Por Marcos Rolim / Publicado em 8 de março de 2016

 “Muitos dos que aplaudiram a decisão por certo ficariam indignados se, com base no mesmo entendimento, o Tribunal Superior do Trabalho permitisse a imediata execução das condenações trabalhistas confirmadas em 2ª instância. O mesmo poderia valer para as indenizações cíveis. Por que razão, afinal, haveria mais garantias aos condenados no cível do que no crime?“.

O Supremo Tribunal Fede­ral (STF) decidiu que as penas de prisão podem começar a ser cumpridas a partir de condenação em 2ª instância. A decisão despertou, de imediato, a simpatia dos que estão conven­cidos de que se prende pouco no Brasil e que nossas leis penais são frouxas. Houve mesmo quem tives­se aventado que a decisão porá fim à impunidade e que o STF, final­mente, se ergue contra o “prende e solta”, fenômeno que, segundo o senso comum, inferniza o Brasil.

No parágrafo acima há um universo de simplificações e equí­vocos. Primeiro, a decisão do STF não afetará as taxas de impunida­de.
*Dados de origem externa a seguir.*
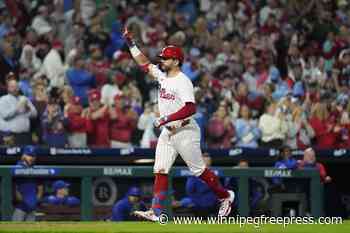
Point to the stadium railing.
(87, 173)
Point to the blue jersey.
(123, 209)
(68, 200)
(200, 193)
(28, 188)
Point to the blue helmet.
(30, 150)
(134, 191)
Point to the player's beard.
(164, 68)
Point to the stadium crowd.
(266, 72)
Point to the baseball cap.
(59, 184)
(94, 95)
(30, 150)
(76, 100)
(134, 191)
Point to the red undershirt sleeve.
(186, 111)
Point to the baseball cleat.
(225, 204)
(147, 215)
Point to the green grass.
(145, 227)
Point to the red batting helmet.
(172, 51)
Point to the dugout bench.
(87, 173)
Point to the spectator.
(40, 100)
(77, 124)
(80, 80)
(247, 132)
(16, 112)
(123, 209)
(8, 63)
(220, 129)
(98, 121)
(98, 66)
(41, 23)
(29, 61)
(28, 191)
(309, 162)
(323, 125)
(300, 131)
(60, 195)
(54, 126)
(123, 122)
(273, 126)
(53, 66)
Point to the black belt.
(173, 128)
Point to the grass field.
(145, 227)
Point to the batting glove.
(128, 37)
(160, 121)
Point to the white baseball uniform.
(173, 93)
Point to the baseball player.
(180, 134)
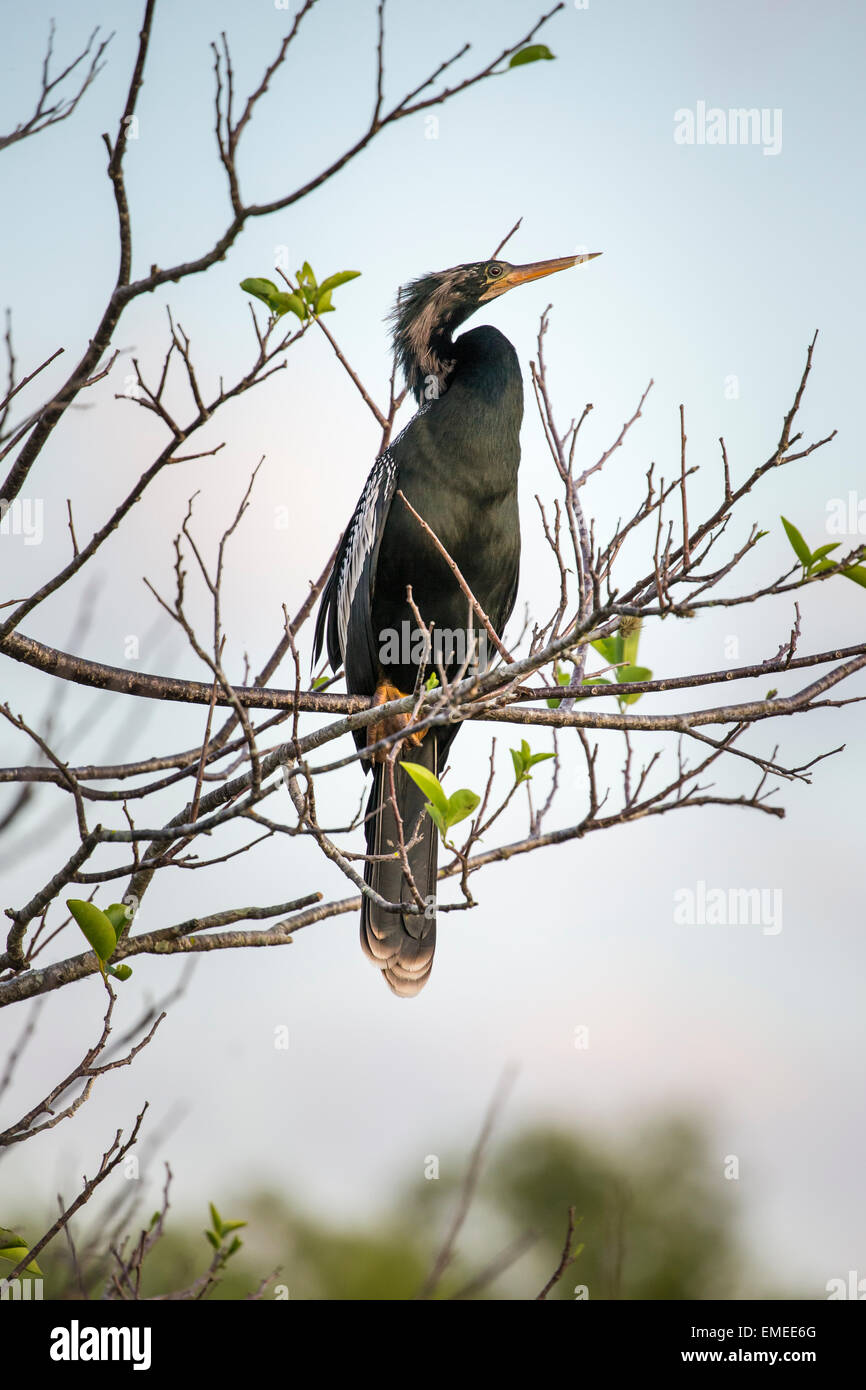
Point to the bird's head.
(430, 309)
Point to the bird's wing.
(346, 605)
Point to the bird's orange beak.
(523, 274)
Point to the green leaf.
(232, 1225)
(630, 642)
(341, 278)
(260, 288)
(428, 783)
(523, 758)
(118, 915)
(798, 545)
(95, 925)
(14, 1247)
(460, 804)
(594, 680)
(278, 300)
(633, 673)
(610, 648)
(533, 54)
(285, 303)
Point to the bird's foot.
(392, 724)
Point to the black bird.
(456, 463)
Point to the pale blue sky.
(717, 262)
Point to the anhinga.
(456, 463)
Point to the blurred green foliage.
(655, 1218)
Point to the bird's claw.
(392, 724)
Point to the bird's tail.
(401, 944)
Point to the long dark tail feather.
(402, 945)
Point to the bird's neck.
(428, 363)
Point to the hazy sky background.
(717, 262)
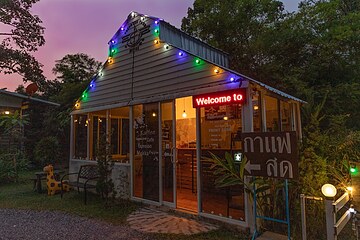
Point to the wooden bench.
(86, 179)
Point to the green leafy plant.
(47, 151)
(105, 185)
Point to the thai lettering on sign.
(271, 154)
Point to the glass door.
(168, 153)
(186, 164)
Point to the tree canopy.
(312, 52)
(24, 35)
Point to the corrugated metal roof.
(178, 38)
(18, 95)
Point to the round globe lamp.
(328, 190)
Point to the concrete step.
(271, 236)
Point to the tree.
(75, 68)
(24, 36)
(239, 27)
(74, 72)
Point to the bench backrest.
(89, 171)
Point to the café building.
(166, 100)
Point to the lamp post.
(329, 192)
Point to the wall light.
(184, 115)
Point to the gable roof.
(21, 96)
(151, 60)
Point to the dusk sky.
(86, 26)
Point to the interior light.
(328, 190)
(184, 115)
(353, 168)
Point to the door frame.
(173, 152)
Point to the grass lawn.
(21, 196)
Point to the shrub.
(11, 165)
(47, 151)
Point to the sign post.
(275, 155)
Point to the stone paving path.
(155, 221)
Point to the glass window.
(167, 151)
(272, 114)
(146, 159)
(220, 133)
(125, 137)
(97, 131)
(256, 98)
(80, 136)
(114, 131)
(285, 110)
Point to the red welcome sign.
(234, 96)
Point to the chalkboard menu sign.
(147, 146)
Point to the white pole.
(303, 216)
(330, 221)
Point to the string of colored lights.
(113, 50)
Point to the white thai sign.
(271, 154)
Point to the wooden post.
(303, 216)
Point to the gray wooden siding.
(156, 71)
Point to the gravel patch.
(39, 225)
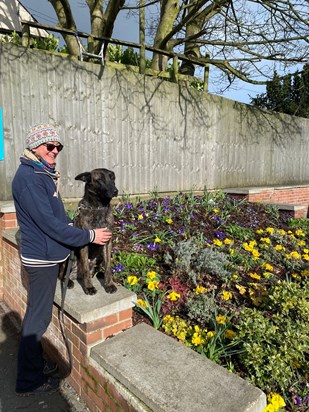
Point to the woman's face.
(48, 151)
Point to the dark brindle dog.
(95, 211)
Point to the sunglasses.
(50, 147)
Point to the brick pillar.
(7, 221)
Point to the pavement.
(65, 400)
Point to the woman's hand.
(102, 236)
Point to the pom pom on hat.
(40, 134)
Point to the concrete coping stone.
(260, 189)
(7, 207)
(167, 376)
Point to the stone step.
(167, 376)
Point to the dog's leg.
(85, 271)
(109, 285)
(63, 273)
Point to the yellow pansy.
(132, 280)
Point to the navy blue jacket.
(46, 236)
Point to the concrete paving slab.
(169, 377)
(66, 400)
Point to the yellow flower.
(221, 319)
(230, 334)
(151, 275)
(132, 280)
(255, 276)
(173, 296)
(153, 285)
(226, 295)
(142, 303)
(276, 400)
(200, 289)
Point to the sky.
(124, 30)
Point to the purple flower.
(118, 268)
(297, 400)
(153, 246)
(220, 235)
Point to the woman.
(47, 235)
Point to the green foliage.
(201, 308)
(276, 339)
(192, 258)
(288, 94)
(242, 234)
(49, 43)
(128, 56)
(152, 308)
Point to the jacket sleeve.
(35, 202)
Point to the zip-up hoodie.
(46, 233)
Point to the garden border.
(100, 385)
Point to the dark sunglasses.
(50, 147)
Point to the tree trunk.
(169, 12)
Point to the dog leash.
(64, 287)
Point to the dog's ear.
(84, 177)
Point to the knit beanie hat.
(41, 133)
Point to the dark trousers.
(30, 363)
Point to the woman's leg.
(42, 285)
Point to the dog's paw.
(110, 288)
(91, 291)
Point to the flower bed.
(226, 277)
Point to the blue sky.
(127, 31)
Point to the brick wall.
(295, 197)
(98, 392)
(7, 221)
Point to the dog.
(94, 211)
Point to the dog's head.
(100, 183)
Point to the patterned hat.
(41, 133)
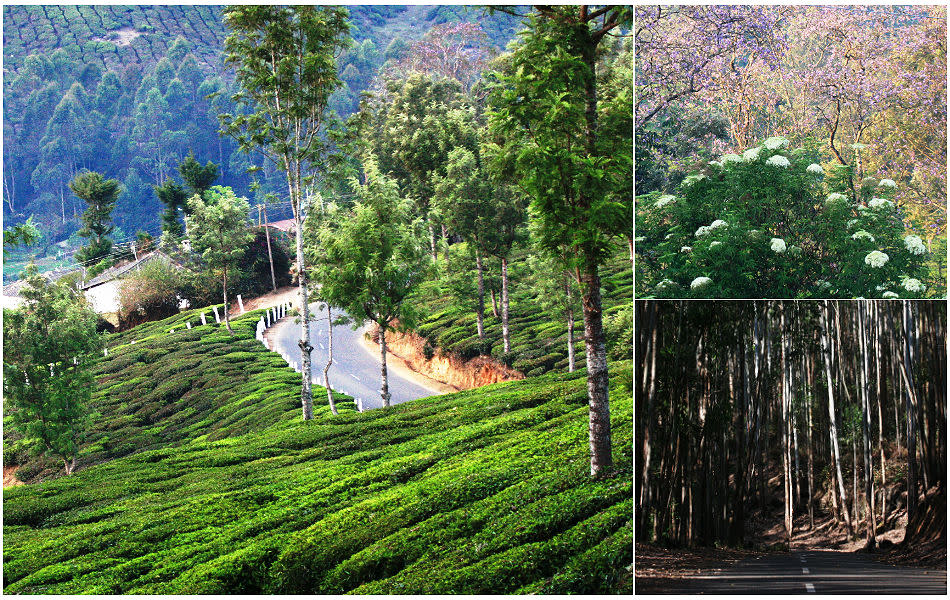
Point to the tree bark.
(480, 304)
(306, 390)
(505, 335)
(571, 365)
(326, 369)
(597, 377)
(270, 257)
(384, 374)
(832, 420)
(871, 524)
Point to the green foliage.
(764, 225)
(48, 348)
(224, 489)
(100, 194)
(369, 261)
(149, 293)
(218, 231)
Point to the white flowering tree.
(774, 223)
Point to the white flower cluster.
(876, 258)
(752, 154)
(915, 245)
(706, 229)
(775, 142)
(835, 197)
(691, 179)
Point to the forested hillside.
(123, 90)
(833, 410)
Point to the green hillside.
(223, 489)
(123, 90)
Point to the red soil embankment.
(449, 369)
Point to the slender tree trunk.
(326, 369)
(270, 257)
(911, 397)
(597, 377)
(306, 390)
(224, 288)
(480, 305)
(445, 238)
(384, 374)
(505, 334)
(432, 243)
(870, 522)
(647, 417)
(833, 427)
(570, 329)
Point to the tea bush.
(229, 491)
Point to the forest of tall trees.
(825, 408)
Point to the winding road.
(815, 571)
(355, 370)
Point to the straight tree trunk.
(224, 288)
(384, 391)
(571, 365)
(597, 377)
(270, 257)
(480, 305)
(306, 390)
(505, 334)
(326, 369)
(833, 427)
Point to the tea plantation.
(200, 477)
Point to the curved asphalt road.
(355, 370)
(815, 571)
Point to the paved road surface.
(355, 370)
(820, 572)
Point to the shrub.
(771, 224)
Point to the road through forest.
(814, 571)
(355, 370)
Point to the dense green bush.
(484, 491)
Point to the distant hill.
(122, 90)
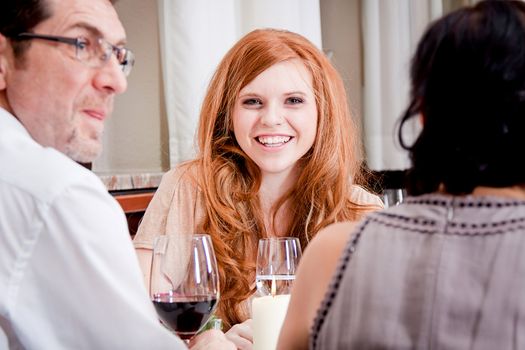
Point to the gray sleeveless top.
(437, 272)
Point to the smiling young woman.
(278, 156)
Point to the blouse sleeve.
(172, 211)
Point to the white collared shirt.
(69, 277)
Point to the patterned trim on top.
(334, 285)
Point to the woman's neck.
(273, 187)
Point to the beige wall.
(136, 135)
(341, 31)
(136, 138)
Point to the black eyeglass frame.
(126, 60)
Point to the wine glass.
(393, 196)
(184, 282)
(277, 261)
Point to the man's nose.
(111, 78)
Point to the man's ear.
(4, 59)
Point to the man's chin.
(85, 152)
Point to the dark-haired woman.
(446, 269)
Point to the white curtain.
(391, 30)
(195, 35)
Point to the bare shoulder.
(332, 237)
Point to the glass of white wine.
(277, 262)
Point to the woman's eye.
(294, 100)
(252, 102)
(83, 43)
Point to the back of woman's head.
(468, 85)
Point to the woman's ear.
(421, 119)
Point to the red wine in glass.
(185, 315)
(184, 282)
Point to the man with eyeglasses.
(69, 277)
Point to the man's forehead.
(99, 16)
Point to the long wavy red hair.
(230, 181)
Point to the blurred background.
(178, 44)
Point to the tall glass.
(277, 261)
(184, 282)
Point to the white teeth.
(273, 141)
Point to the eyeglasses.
(94, 53)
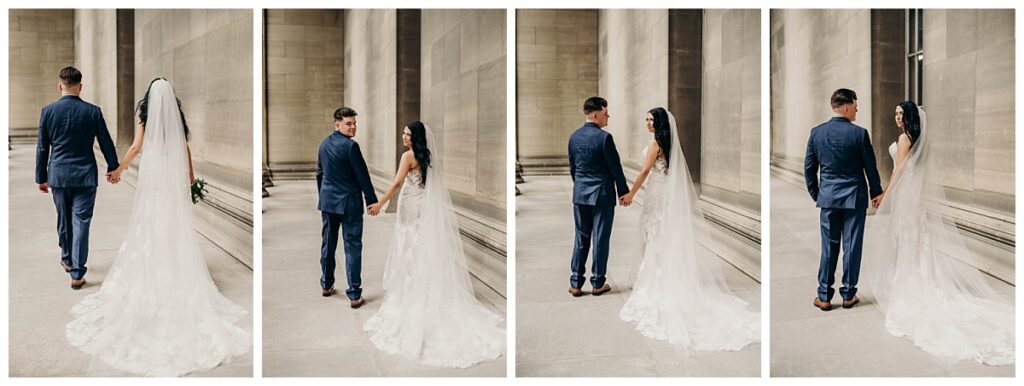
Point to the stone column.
(969, 95)
(303, 85)
(463, 99)
(633, 76)
(207, 56)
(40, 43)
(556, 71)
(730, 135)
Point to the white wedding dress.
(429, 313)
(923, 274)
(158, 312)
(680, 295)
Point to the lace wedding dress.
(158, 312)
(924, 276)
(680, 293)
(429, 313)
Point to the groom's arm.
(867, 153)
(42, 149)
(105, 143)
(811, 165)
(361, 174)
(615, 166)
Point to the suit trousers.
(351, 231)
(74, 207)
(844, 226)
(593, 224)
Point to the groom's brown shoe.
(850, 303)
(821, 304)
(356, 303)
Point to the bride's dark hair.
(911, 120)
(663, 129)
(419, 144)
(143, 108)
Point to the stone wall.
(814, 52)
(463, 99)
(207, 55)
(370, 84)
(40, 43)
(556, 71)
(730, 138)
(303, 86)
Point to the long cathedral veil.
(922, 273)
(680, 294)
(430, 313)
(158, 312)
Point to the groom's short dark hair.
(343, 113)
(593, 104)
(843, 97)
(71, 76)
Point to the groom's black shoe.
(356, 303)
(850, 303)
(821, 304)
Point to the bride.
(680, 293)
(429, 313)
(158, 312)
(926, 282)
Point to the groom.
(597, 175)
(342, 182)
(66, 166)
(839, 157)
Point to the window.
(914, 55)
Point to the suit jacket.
(839, 157)
(342, 178)
(65, 158)
(595, 168)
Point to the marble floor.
(807, 342)
(306, 335)
(39, 293)
(561, 336)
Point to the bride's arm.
(399, 176)
(902, 151)
(648, 164)
(134, 151)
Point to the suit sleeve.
(42, 149)
(105, 143)
(361, 174)
(867, 153)
(811, 165)
(615, 166)
(320, 172)
(571, 163)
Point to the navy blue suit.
(66, 162)
(342, 182)
(840, 172)
(597, 174)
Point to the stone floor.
(561, 336)
(306, 335)
(39, 293)
(807, 342)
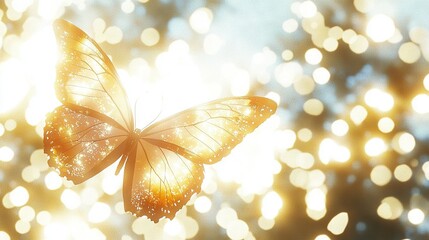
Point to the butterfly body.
(164, 162)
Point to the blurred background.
(345, 156)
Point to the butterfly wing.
(165, 168)
(158, 182)
(79, 145)
(87, 78)
(207, 133)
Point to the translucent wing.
(158, 182)
(87, 78)
(79, 145)
(207, 133)
(165, 168)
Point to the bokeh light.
(344, 157)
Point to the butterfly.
(164, 162)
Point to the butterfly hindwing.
(158, 182)
(87, 78)
(164, 163)
(207, 133)
(80, 146)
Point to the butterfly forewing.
(158, 182)
(207, 133)
(164, 162)
(87, 78)
(80, 146)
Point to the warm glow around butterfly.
(163, 163)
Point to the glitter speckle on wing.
(346, 153)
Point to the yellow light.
(284, 139)
(225, 216)
(22, 226)
(287, 55)
(348, 35)
(53, 180)
(426, 82)
(358, 114)
(316, 199)
(237, 229)
(409, 52)
(375, 147)
(287, 73)
(380, 28)
(339, 127)
(55, 231)
(212, 44)
(338, 224)
(266, 223)
(10, 125)
(304, 85)
(240, 83)
(329, 150)
(313, 56)
(315, 215)
(150, 37)
(112, 183)
(201, 20)
(416, 216)
(305, 134)
(330, 44)
(13, 85)
(290, 25)
(322, 237)
(175, 229)
(299, 177)
(127, 6)
(113, 35)
(390, 208)
(403, 142)
(70, 199)
(336, 32)
(308, 9)
(21, 5)
(381, 175)
(386, 125)
(203, 204)
(27, 213)
(403, 173)
(142, 225)
(359, 44)
(43, 218)
(420, 103)
(313, 107)
(271, 205)
(19, 196)
(363, 6)
(425, 169)
(99, 212)
(4, 235)
(379, 100)
(6, 154)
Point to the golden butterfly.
(94, 127)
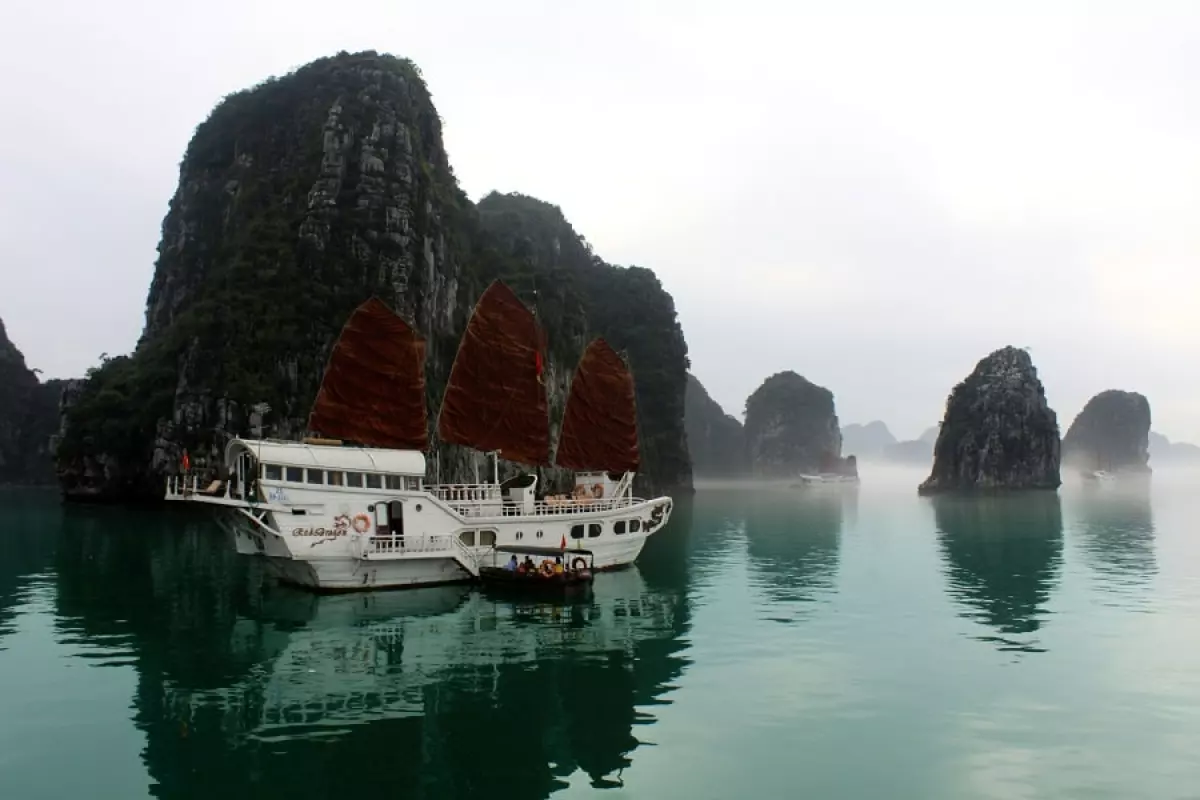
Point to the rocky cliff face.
(999, 431)
(715, 440)
(28, 419)
(1111, 433)
(792, 428)
(298, 199)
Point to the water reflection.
(793, 542)
(251, 690)
(1116, 534)
(1002, 560)
(28, 522)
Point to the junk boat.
(351, 509)
(559, 567)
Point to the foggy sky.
(873, 200)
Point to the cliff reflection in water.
(795, 539)
(25, 551)
(1116, 534)
(246, 690)
(1002, 557)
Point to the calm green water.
(845, 643)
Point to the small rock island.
(999, 431)
(1111, 434)
(791, 428)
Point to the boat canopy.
(357, 459)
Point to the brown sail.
(373, 389)
(600, 423)
(495, 400)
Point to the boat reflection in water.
(438, 690)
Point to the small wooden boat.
(537, 571)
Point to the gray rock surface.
(1111, 433)
(999, 431)
(792, 428)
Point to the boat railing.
(565, 506)
(467, 492)
(411, 545)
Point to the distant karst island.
(1111, 434)
(328, 186)
(331, 185)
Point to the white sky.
(873, 200)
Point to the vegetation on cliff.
(300, 198)
(999, 431)
(715, 439)
(1111, 433)
(29, 416)
(791, 427)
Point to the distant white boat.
(1098, 476)
(825, 477)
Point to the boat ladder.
(466, 557)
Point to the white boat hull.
(328, 539)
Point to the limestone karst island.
(682, 402)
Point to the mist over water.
(837, 641)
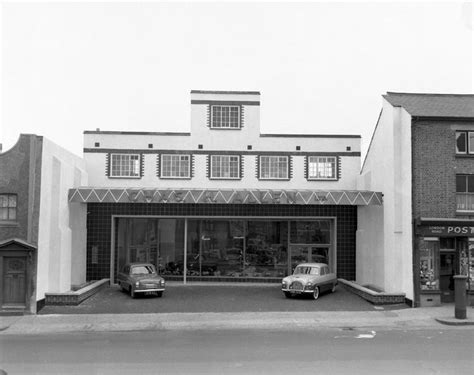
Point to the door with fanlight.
(14, 281)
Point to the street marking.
(366, 335)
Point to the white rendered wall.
(214, 140)
(62, 230)
(384, 236)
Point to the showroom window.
(8, 206)
(465, 192)
(274, 168)
(225, 116)
(225, 167)
(322, 167)
(175, 166)
(125, 165)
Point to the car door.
(122, 276)
(326, 278)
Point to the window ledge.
(124, 177)
(465, 156)
(175, 178)
(225, 178)
(9, 223)
(225, 128)
(274, 179)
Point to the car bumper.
(298, 291)
(149, 290)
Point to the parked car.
(140, 278)
(309, 278)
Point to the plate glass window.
(125, 165)
(322, 167)
(8, 203)
(465, 192)
(225, 116)
(175, 166)
(225, 166)
(273, 167)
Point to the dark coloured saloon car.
(311, 279)
(141, 278)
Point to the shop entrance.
(14, 281)
(448, 260)
(453, 254)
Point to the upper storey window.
(225, 167)
(322, 168)
(125, 165)
(465, 192)
(465, 143)
(8, 206)
(175, 166)
(274, 168)
(225, 117)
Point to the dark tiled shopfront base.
(99, 221)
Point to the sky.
(321, 67)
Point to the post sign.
(447, 230)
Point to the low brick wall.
(75, 297)
(377, 298)
(229, 279)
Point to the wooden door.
(14, 280)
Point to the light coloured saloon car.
(311, 279)
(140, 278)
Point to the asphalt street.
(320, 351)
(214, 298)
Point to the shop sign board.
(447, 230)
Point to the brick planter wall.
(76, 297)
(377, 298)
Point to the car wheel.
(316, 293)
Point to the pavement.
(367, 316)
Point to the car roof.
(139, 264)
(312, 265)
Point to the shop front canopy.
(225, 196)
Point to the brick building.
(222, 202)
(422, 158)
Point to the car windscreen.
(304, 270)
(142, 270)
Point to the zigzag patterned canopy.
(225, 196)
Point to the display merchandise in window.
(429, 265)
(471, 264)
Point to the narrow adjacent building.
(42, 237)
(222, 202)
(421, 157)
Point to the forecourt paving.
(395, 319)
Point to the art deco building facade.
(223, 201)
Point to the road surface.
(325, 351)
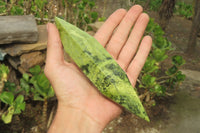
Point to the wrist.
(73, 120)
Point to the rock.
(194, 75)
(18, 29)
(95, 26)
(18, 49)
(14, 61)
(31, 59)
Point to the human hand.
(77, 97)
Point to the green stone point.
(99, 66)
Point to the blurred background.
(168, 86)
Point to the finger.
(137, 63)
(119, 38)
(129, 49)
(54, 47)
(105, 32)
Ela permitirá que condenados pelos Tribunais de Justiça sejam presos enquanto aguardam ape­lação em 3º instância. A medida atingirá sobretudo os réus com maior poder aquisitivo, aqueles que costumam chegar aos Tribu­nais Superiores.

Como o número deles é proporcionalmente peque­no e a decisão não é erga omnes, a medida terá impacto menor do que se imagina. Entendo como razoável que condenados pela Justiça criminal em 2ª instância sejam presos – até porque em 3ª instância não se discute mais ele­mentos da prova. Há, entretanto, um probleminha: a Constituição Federal diz que “Ninguém será considerado culpado até o trânsi­to em julgado de sentença penal condenatória” (art. 5º, inciso LVII). A decisão do STF, por maioria de seus membros, ignora o trânsito em julgado, admitindo a anteci­pação da execução penal.

Assim, parece evidente que o caminho de­mocrático para fazer valer o enten­dimento do STF exigiria mudança da Constituição o que, no caso, por envolver “cláusula pétrea”, só poderia ser feito por Assembleia Constituinte. Repito que concordo com a opinião da maioria do STF. Não concordo é que o STF descon­sidere, por pragmatismo, os ter­mos da própria Constituição.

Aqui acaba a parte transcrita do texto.